I have yet to explicate here the theory I developed after reading John Cage’s lectures: that reading a published text to oneself is a performance that can never be replicated because the environment is continually acting upon the reader, thus influencing the reader’s experience of the text in that moment…. Well, now I have. That’s basically the theory. I’ll give you some examples from my own life later.

The point is, I just had a very ironic experience of said theory. I was sitting at my work computer during my lunch break, reading an essay about Language Poetry (or, writing in “Open Forms”). The argument goes that Open Forms invite readers to create the meaning of the text along with the author. The author ceases to be an absolute authority in the making of meaning. Personally, I love this idea, even though some people shirk at “experimental” art, calling it the most elitist of all forms. But initially hard to understand in a traditional way isn’t the same as elitist.

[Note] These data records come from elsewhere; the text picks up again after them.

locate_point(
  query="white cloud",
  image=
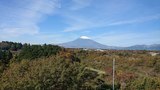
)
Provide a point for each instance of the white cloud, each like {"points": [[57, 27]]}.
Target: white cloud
{"points": [[77, 23], [22, 17], [79, 4], [84, 37], [137, 20]]}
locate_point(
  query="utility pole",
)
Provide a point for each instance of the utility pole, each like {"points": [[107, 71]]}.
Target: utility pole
{"points": [[113, 71]]}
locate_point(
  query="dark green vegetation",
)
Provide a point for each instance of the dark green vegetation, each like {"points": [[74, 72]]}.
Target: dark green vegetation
{"points": [[49, 67]]}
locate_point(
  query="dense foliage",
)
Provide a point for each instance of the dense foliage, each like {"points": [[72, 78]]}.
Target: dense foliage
{"points": [[49, 67], [36, 51], [5, 45]]}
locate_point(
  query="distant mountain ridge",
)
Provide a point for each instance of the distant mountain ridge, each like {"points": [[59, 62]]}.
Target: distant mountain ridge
{"points": [[85, 42]]}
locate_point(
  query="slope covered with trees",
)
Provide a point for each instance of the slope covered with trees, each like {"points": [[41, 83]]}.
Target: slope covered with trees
{"points": [[39, 67]]}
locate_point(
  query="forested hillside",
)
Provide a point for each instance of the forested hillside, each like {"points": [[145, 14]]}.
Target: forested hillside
{"points": [[50, 67]]}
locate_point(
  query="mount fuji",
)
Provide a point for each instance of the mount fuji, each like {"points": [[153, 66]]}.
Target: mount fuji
{"points": [[86, 42]]}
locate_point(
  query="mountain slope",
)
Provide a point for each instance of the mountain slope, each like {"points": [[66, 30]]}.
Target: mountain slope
{"points": [[86, 42]]}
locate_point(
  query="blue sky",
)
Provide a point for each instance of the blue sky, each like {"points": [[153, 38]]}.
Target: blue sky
{"points": [[110, 22]]}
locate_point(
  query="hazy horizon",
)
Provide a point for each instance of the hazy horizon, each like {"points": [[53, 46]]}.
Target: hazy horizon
{"points": [[109, 22]]}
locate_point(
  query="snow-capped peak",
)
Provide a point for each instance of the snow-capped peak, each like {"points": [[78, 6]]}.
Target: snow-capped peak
{"points": [[84, 37]]}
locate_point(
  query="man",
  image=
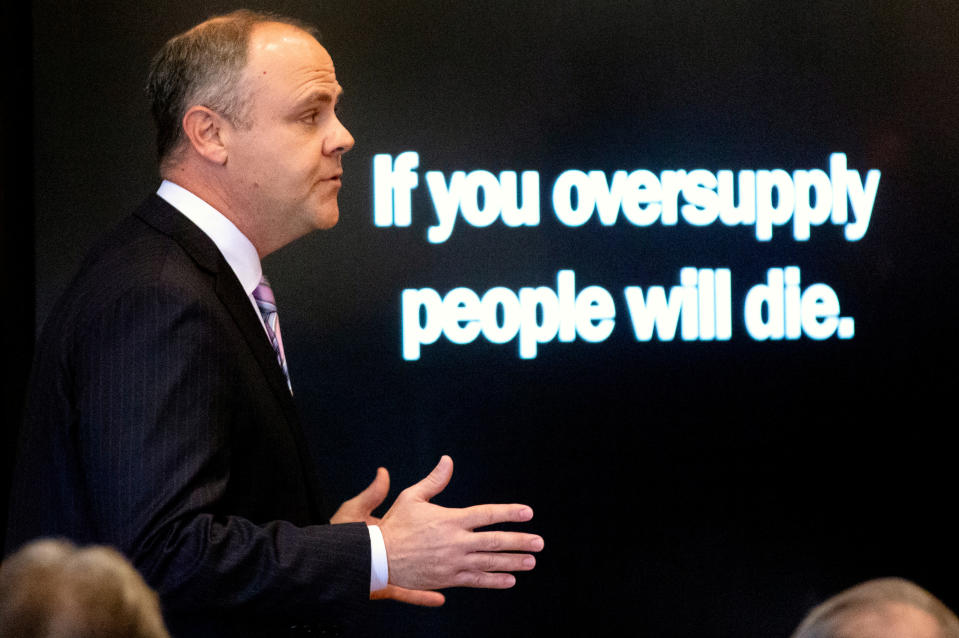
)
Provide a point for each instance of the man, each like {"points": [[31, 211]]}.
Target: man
{"points": [[52, 589], [160, 417], [880, 608]]}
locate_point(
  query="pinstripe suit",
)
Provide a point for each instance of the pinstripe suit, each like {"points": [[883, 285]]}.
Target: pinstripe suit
{"points": [[158, 421]]}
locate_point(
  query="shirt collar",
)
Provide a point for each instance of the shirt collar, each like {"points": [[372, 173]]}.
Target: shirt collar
{"points": [[238, 251]]}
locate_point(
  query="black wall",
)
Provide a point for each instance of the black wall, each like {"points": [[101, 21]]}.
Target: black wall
{"points": [[705, 488]]}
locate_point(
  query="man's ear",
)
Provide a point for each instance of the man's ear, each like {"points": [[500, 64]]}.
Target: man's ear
{"points": [[204, 129]]}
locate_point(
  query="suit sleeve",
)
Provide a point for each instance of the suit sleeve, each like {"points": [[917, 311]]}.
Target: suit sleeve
{"points": [[155, 438]]}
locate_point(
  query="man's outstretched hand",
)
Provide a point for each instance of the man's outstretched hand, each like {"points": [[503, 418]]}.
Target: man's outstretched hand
{"points": [[359, 509], [432, 547]]}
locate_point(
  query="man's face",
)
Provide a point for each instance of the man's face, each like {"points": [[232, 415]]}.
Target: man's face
{"points": [[286, 166]]}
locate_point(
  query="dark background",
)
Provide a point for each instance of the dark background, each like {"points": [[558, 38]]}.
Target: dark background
{"points": [[707, 489]]}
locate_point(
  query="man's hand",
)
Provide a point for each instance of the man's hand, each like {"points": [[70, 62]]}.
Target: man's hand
{"points": [[433, 547], [359, 509]]}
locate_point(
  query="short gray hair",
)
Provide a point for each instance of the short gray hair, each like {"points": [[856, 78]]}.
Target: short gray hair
{"points": [[204, 66], [829, 619]]}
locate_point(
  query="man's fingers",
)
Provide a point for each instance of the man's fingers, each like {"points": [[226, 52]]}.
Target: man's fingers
{"points": [[421, 597], [485, 580], [375, 493], [504, 542], [435, 482], [498, 562], [485, 515]]}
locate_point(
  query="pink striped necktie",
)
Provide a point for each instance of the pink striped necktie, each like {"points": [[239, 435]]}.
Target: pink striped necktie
{"points": [[263, 295]]}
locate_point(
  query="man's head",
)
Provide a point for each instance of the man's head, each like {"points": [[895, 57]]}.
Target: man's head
{"points": [[52, 589], [881, 608], [244, 105]]}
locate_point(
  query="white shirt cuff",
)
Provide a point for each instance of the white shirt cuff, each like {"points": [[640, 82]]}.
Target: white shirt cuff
{"points": [[379, 567]]}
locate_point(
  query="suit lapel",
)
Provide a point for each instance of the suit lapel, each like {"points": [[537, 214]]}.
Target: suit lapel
{"points": [[165, 218]]}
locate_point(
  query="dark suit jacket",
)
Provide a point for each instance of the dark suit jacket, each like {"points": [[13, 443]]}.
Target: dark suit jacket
{"points": [[159, 422]]}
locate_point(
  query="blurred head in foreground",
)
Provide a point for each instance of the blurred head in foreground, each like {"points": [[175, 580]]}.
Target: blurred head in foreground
{"points": [[52, 589], [881, 608]]}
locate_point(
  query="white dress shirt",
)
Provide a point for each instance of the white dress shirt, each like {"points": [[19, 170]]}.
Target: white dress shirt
{"points": [[240, 253]]}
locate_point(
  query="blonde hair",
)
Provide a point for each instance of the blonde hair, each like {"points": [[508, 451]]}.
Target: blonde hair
{"points": [[52, 589]]}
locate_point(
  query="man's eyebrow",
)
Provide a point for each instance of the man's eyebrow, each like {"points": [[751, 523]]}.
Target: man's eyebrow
{"points": [[321, 96]]}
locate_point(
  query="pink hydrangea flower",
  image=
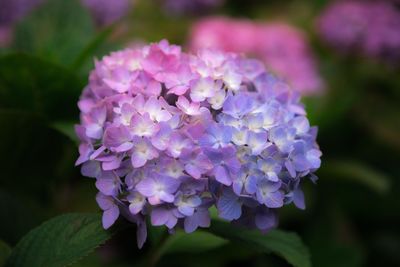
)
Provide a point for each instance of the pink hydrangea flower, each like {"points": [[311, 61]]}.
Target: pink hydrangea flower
{"points": [[371, 28], [282, 47], [167, 134]]}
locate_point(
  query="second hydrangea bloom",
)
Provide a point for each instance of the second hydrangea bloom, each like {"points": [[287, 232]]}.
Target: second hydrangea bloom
{"points": [[168, 135]]}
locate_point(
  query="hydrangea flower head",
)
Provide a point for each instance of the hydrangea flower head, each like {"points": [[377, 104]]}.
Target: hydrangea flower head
{"points": [[282, 47], [167, 135]]}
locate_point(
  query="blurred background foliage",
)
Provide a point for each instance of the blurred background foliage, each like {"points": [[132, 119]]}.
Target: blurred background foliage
{"points": [[352, 216]]}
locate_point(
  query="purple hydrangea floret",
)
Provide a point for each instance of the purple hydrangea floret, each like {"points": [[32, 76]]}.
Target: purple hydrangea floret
{"points": [[168, 135]]}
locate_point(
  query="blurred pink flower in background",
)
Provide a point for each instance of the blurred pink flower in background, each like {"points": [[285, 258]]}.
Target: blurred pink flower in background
{"points": [[370, 27], [282, 47], [180, 7]]}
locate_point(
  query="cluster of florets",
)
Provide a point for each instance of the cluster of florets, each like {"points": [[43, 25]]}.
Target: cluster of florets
{"points": [[168, 135], [282, 47], [369, 27]]}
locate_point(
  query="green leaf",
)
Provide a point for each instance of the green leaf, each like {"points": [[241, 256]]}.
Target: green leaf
{"points": [[59, 241], [57, 30], [285, 244], [359, 172], [5, 251], [198, 241], [37, 87]]}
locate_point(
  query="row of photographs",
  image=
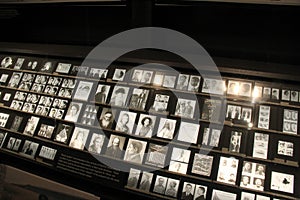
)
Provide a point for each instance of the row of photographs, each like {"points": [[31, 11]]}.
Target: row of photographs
{"points": [[252, 174]]}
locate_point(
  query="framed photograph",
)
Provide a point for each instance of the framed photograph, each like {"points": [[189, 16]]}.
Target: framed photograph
{"points": [[115, 146], [29, 148], [73, 111], [188, 132], [83, 90], [31, 125], [202, 164], [79, 138], [63, 133], [96, 143], [156, 155], [126, 122], [133, 178], [166, 128], [282, 182], [182, 82], [102, 93], [145, 125], [185, 108], [119, 96], [119, 75], [146, 181], [260, 145], [194, 83], [227, 170], [135, 151], [139, 98]]}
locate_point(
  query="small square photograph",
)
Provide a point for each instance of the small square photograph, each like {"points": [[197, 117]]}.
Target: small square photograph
{"points": [[133, 178], [79, 138], [146, 181], [29, 148], [145, 125], [102, 93], [119, 75], [46, 131], [106, 119], [169, 81], [139, 98], [96, 143], [282, 182], [126, 122], [172, 187], [166, 128], [285, 95], [188, 132], [15, 79], [182, 82], [31, 125], [160, 184], [63, 68], [63, 133], [194, 83], [156, 155], [119, 96], [185, 108], [202, 164], [73, 111], [160, 103], [115, 146], [135, 151]]}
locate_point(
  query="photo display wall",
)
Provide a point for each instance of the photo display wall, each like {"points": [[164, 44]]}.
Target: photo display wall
{"points": [[181, 135]]}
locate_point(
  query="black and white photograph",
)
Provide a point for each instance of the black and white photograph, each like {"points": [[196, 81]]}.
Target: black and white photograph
{"points": [[282, 182], [182, 82], [73, 111], [188, 132], [133, 178], [145, 125], [119, 96], [63, 68], [63, 133], [146, 181], [96, 143], [290, 121], [166, 128], [185, 108], [115, 146], [285, 148], [156, 155], [119, 75], [135, 151], [29, 148], [160, 103], [227, 171], [83, 90], [264, 117], [79, 138], [202, 164], [46, 131], [126, 122], [260, 145], [31, 125], [102, 93], [194, 83], [139, 98], [47, 152]]}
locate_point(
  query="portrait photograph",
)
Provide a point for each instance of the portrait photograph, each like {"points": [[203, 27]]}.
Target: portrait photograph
{"points": [[145, 125], [126, 122], [166, 128], [135, 151]]}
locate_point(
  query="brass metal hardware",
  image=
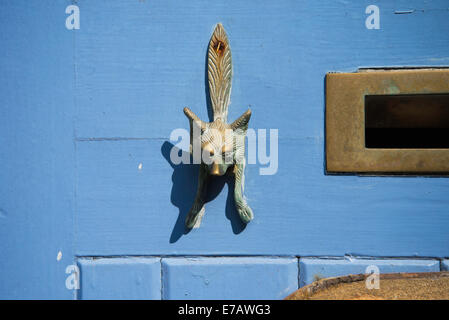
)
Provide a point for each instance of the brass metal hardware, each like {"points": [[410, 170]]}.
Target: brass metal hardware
{"points": [[406, 91]]}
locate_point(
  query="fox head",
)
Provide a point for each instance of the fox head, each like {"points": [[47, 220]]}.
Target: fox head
{"points": [[222, 145]]}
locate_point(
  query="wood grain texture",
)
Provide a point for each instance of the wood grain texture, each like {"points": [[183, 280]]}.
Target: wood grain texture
{"points": [[85, 116], [222, 278], [120, 278], [300, 211], [37, 155]]}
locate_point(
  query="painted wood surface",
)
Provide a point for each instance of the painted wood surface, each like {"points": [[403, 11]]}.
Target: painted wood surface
{"points": [[37, 156], [445, 265], [120, 278], [229, 278], [135, 75], [85, 117], [312, 269]]}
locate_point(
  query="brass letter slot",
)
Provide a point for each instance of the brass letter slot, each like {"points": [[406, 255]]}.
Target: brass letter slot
{"points": [[394, 121]]}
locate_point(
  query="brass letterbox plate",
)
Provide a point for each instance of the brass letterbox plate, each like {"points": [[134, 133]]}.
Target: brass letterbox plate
{"points": [[347, 122]]}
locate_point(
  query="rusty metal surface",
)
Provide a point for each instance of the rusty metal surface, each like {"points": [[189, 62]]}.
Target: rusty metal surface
{"points": [[310, 290], [345, 122]]}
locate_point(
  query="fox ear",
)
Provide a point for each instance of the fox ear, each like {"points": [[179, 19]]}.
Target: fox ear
{"points": [[242, 121], [194, 118]]}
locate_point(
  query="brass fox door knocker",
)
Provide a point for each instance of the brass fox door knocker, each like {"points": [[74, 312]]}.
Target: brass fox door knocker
{"points": [[220, 146]]}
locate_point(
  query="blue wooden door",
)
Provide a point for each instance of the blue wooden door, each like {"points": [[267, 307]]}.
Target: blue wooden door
{"points": [[91, 206]]}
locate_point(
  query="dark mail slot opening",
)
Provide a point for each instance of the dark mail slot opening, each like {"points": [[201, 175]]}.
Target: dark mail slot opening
{"points": [[418, 121]]}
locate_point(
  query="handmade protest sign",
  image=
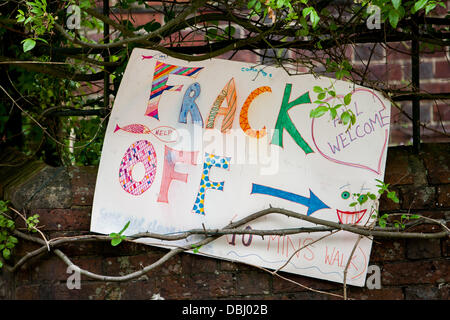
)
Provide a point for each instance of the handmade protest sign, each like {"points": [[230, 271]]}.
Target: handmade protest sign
{"points": [[193, 144]]}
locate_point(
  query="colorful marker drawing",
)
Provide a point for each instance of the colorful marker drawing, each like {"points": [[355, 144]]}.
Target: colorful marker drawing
{"points": [[331, 157], [165, 134], [141, 151], [159, 83], [313, 202], [228, 93]]}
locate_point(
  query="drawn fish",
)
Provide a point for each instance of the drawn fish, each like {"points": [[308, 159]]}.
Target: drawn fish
{"points": [[163, 133], [134, 128]]}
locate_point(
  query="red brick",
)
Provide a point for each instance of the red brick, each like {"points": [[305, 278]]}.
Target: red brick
{"points": [[27, 292], [252, 283], [422, 249], [212, 285], [435, 157], [174, 287], [419, 197], [77, 219], [123, 265], [435, 87], [442, 69], [192, 263], [398, 51], [387, 250], [83, 181], [431, 292], [284, 286], [417, 272], [441, 112], [443, 192], [375, 294], [398, 171]]}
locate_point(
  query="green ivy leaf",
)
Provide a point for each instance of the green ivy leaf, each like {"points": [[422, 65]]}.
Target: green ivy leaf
{"points": [[318, 112], [317, 89], [28, 44], [348, 98], [419, 5], [6, 253], [396, 3], [116, 241], [345, 117]]}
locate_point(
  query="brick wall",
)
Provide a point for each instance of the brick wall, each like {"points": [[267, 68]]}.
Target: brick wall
{"points": [[410, 269]]}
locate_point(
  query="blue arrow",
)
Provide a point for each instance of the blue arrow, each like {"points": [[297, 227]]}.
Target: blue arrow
{"points": [[313, 202]]}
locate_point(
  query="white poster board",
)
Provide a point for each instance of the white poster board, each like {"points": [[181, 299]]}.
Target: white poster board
{"points": [[193, 144]]}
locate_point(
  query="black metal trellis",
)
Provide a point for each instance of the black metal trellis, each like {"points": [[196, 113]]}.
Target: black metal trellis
{"points": [[415, 96]]}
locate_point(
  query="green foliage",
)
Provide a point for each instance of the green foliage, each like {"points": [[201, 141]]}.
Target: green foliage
{"points": [[7, 226], [393, 11], [32, 222], [38, 20], [195, 249], [347, 117], [117, 238]]}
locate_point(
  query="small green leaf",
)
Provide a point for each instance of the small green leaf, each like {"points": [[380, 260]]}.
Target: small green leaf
{"points": [[125, 227], [419, 5], [321, 95], [348, 98], [314, 18], [345, 117], [430, 7], [6, 253], [333, 113], [396, 3], [317, 89], [28, 44], [116, 241]]}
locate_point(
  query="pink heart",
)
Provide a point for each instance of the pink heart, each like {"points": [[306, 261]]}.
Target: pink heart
{"points": [[382, 147]]}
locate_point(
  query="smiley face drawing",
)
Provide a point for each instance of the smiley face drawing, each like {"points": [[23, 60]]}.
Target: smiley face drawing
{"points": [[348, 216]]}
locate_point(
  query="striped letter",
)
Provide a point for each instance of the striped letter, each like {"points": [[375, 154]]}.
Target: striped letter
{"points": [[159, 83], [243, 117], [229, 92], [285, 122]]}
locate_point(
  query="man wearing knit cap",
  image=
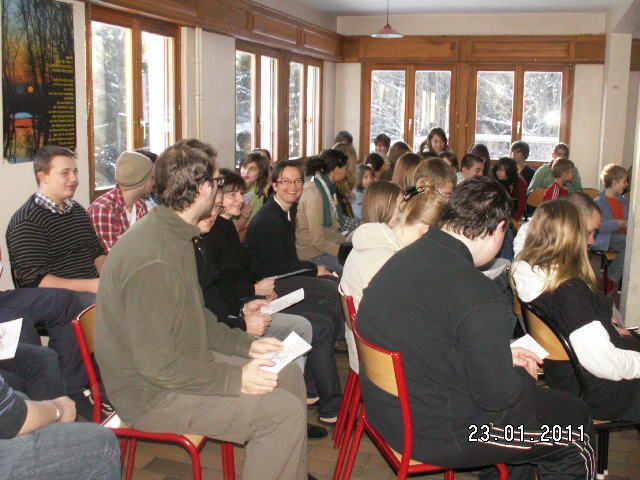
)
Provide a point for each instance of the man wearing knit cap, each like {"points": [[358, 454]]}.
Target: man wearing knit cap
{"points": [[114, 212]]}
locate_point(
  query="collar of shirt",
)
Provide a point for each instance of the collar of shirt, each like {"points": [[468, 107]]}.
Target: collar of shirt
{"points": [[275, 199], [45, 202]]}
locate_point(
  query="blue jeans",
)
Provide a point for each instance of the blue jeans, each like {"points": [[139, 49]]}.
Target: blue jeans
{"points": [[34, 371], [61, 451]]}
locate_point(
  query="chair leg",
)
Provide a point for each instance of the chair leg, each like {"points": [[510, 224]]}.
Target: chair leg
{"points": [[196, 467], [228, 466], [344, 410], [131, 460], [603, 452], [348, 429], [355, 445]]}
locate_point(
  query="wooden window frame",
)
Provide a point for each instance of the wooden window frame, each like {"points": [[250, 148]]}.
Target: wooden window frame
{"points": [[137, 24], [306, 62], [518, 97], [409, 98]]}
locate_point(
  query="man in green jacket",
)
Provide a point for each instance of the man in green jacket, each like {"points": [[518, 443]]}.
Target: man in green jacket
{"points": [[167, 364], [543, 176]]}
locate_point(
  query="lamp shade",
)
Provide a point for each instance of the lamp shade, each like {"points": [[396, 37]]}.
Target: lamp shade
{"points": [[387, 32]]}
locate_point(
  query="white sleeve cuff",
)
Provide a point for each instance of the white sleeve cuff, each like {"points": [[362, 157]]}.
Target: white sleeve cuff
{"points": [[602, 358]]}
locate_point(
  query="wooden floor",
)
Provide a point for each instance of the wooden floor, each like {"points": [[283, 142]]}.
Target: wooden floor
{"points": [[165, 462]]}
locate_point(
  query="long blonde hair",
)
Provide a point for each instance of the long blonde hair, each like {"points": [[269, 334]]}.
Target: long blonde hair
{"points": [[557, 244]]}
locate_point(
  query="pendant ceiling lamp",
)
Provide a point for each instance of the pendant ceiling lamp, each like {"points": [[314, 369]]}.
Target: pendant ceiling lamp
{"points": [[387, 31]]}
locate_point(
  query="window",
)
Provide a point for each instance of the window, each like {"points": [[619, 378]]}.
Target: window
{"points": [[407, 101], [296, 95], [304, 99], [387, 105], [256, 100], [133, 70], [521, 103]]}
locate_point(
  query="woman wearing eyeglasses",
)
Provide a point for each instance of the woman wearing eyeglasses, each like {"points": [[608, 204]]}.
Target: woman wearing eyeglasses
{"points": [[318, 222]]}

Anyway, here I am reading about how to write in ways that don’t constrict readers, and in walks a woman who wants me to hang some posters for her festival. She says, “Ok, how many posters do you guys want?” I say, “I think two would be enough.” “Well,” she tells me, “you usually take three, two for the door and one for somewhere else.” “Well,” I reply, “I guess we’ll take three!”

I couldn’t help laughing to myself. She asked the most closed question possible! The universe is snickering.